Portuguesa manager Candinho expressed an interest in signing Memo for their Série A campaign during June 2012.

In early 2013, Memo joined Ponte Preta on a loan deal. On 7 July, he moved to Oeste on loan after being surplus to Ponte Preta's requirements. At the end of the year, he returned to Santa Cruz. After a stint with Linense in Campeonato Paulista, he switched to Mogi Mirim on 8 August 2015. In the following year, he represented Itumbiara and América RN.

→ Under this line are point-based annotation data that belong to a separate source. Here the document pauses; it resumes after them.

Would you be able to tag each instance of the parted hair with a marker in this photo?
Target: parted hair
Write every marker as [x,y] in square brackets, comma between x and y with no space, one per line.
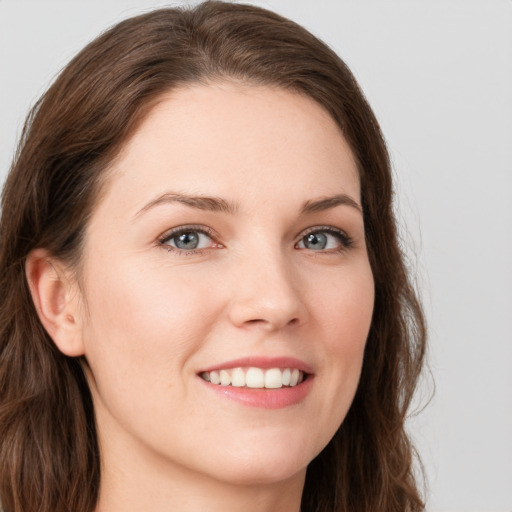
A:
[50,460]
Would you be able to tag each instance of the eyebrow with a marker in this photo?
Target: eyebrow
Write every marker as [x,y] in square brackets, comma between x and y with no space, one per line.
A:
[218,204]
[212,204]
[327,203]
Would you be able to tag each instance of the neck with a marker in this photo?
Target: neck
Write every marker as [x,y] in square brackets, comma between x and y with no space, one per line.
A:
[178,489]
[138,479]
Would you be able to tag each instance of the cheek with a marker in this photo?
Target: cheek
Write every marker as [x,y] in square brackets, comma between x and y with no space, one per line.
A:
[344,317]
[142,321]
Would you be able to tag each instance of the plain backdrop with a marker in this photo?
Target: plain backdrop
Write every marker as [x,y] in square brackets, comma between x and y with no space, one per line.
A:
[439,77]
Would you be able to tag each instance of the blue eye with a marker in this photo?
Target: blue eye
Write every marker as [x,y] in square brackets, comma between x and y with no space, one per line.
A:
[187,239]
[325,239]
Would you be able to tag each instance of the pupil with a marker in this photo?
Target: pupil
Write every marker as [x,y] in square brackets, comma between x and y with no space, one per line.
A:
[188,240]
[315,241]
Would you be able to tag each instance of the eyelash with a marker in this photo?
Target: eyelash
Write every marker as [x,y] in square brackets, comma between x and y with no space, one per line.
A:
[173,233]
[345,240]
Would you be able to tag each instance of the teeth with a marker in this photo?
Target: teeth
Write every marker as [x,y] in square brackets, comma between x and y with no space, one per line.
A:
[238,378]
[225,379]
[273,378]
[255,378]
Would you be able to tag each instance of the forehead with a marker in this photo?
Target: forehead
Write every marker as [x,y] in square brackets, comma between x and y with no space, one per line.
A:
[226,139]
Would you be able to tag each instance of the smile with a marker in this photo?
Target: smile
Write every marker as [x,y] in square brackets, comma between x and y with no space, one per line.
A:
[256,378]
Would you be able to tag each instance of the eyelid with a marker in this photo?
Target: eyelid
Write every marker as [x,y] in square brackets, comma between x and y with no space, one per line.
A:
[170,233]
[345,240]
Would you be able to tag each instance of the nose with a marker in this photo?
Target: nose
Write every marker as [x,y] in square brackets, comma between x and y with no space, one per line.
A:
[266,294]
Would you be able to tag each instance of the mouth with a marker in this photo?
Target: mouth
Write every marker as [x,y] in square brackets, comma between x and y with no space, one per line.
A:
[255,378]
[268,383]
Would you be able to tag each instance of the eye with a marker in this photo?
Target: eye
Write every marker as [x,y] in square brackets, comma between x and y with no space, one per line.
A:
[188,238]
[324,239]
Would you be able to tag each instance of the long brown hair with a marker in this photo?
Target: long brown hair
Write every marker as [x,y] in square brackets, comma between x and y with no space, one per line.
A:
[48,445]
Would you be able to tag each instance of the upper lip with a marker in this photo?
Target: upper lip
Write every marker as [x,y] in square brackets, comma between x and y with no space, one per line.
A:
[261,362]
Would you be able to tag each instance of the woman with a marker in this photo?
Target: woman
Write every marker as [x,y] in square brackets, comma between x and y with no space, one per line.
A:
[204,302]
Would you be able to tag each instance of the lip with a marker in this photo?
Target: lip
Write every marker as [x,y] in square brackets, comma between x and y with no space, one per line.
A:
[261,362]
[260,397]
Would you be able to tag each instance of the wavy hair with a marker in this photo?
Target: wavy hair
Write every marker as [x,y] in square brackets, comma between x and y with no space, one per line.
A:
[48,443]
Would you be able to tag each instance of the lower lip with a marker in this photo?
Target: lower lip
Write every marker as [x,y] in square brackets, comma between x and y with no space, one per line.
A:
[262,397]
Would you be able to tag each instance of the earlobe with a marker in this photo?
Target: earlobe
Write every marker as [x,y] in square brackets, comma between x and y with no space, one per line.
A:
[56,298]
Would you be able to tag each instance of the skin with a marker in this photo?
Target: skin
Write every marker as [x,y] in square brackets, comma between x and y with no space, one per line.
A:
[149,317]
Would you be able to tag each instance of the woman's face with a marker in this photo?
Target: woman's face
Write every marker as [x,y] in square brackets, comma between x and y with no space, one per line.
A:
[229,245]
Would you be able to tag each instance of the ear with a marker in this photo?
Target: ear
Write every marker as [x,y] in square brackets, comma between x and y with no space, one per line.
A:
[57,300]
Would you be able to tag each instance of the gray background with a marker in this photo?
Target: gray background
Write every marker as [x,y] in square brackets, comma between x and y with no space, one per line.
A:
[439,76]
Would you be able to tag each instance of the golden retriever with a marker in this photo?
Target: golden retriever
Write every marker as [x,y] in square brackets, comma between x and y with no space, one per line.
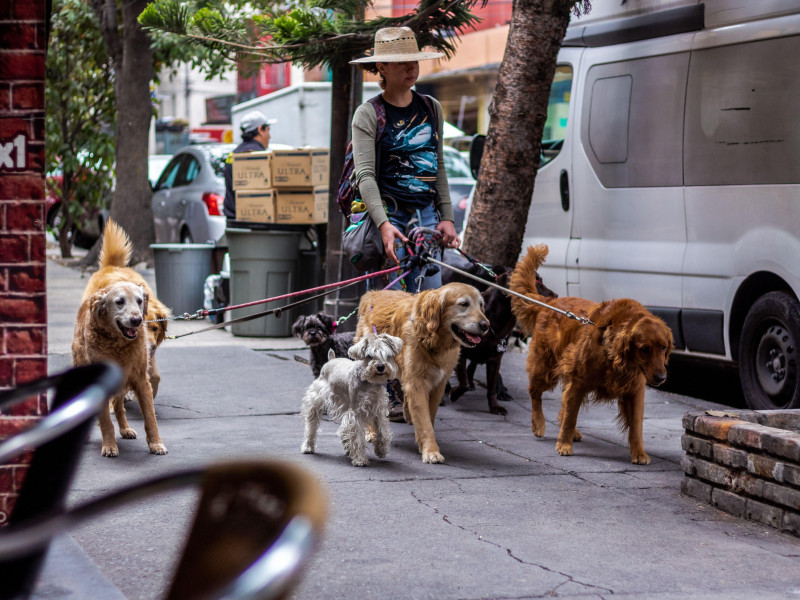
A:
[433,325]
[115,255]
[110,327]
[612,359]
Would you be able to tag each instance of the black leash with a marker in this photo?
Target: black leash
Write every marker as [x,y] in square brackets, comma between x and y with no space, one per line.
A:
[566,313]
[276,311]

On 8 September 2016, Memo moved abroad and signed for the Indian Super League franchise Delhi Dynamos FC. He debuted the following month, playing ninety minutes in a 1–0 defeat against Atletico de Kolkata. On 27 December 2016, Memo returned to Brazil and signed with América (RN). However, he was released by the club on 17 April 2017, though he was allowed to train with the club. He subsequently signed with fourth-tier club Fluminense de Feira Futebol Clube.

In August 2017, Memo returned to the Indian Super League and signed for Jamshedpur FC.

On 4 October 2020, Memo signed for Indian Super League club Chennaiyin FC.